AMD RDNA 3 Radeon Graphics Feature Chiplet Architecture

This is not a drill: Chiplets are coming to Radeon GPUs
AMD’s upcoming Navi 3x (RDNA 3) graphics are moving from 7nm down to a 5nm process, but these will be far more than an enhanced die shrink. Rather, this next chapter in the Radeon story could mark the biggest shift in modern 3D graphics acceleration – at least from an architectural standpoint. The reason? Chiplets. Yes, CHIPLETS in a gaming GPU.
We have, of course, grown accustomed to AMD’s chiplet approach to CPU architecture since the company introduced Ryzen processors five years ago, but multi-chip GPUs will be new territory. And it’s crazy to think that this radically different approach hasn’t just been announced for some time in the future, but is “expected to launch later this year” according to AMD.

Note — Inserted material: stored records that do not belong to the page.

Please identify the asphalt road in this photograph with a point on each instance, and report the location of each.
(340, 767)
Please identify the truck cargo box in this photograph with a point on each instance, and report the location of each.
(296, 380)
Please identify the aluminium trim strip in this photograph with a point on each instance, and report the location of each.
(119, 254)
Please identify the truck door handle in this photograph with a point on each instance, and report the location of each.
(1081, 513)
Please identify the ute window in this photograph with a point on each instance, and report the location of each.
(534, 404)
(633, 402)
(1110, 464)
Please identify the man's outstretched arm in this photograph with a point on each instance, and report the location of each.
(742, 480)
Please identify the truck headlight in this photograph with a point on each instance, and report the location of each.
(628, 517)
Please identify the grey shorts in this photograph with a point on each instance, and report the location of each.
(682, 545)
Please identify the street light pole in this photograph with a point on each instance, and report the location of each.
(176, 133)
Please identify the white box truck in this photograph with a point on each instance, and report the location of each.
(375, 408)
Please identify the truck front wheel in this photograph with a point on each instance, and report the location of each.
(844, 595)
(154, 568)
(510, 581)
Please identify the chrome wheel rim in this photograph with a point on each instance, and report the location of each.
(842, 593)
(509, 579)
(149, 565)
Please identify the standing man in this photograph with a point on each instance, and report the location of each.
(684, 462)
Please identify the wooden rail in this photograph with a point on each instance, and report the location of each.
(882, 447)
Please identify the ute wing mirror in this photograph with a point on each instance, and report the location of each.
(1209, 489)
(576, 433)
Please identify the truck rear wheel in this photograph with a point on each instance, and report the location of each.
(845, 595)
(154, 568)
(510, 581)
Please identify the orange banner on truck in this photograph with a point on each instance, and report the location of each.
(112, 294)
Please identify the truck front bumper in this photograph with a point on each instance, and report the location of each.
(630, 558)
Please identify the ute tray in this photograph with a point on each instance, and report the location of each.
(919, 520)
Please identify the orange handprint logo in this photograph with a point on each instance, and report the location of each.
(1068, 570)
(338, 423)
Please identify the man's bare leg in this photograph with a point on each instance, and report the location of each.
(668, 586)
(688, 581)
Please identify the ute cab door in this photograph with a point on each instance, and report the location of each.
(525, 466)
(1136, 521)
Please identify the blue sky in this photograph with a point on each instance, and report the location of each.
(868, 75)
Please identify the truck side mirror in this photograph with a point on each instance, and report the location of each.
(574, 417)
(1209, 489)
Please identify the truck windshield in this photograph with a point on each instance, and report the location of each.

As shown on the above slide, AMD will be bringing a re-architected Compute Unit and pipeline enhancements to RDNA 3 graphics, plus a “next-gen” Infinity Cache, in addition to the headlining move to a chiplet approach rather than a large monolithic die. AMD claims that these improvements, along with the move to a 5nm process, have the potential to boost efficiency by greater than 50% over RDNA 2.
As to the overall roadmap, AMD showed a slide indicating that after the upcoming RDNA 3 (“Navi 3x”) products at 5nm, the next generation RDNA 4 (“Navi 4x”) will be on an “advanced node”, though it was not revealed whether this will be an enhanced 5nm or a smaller process tech.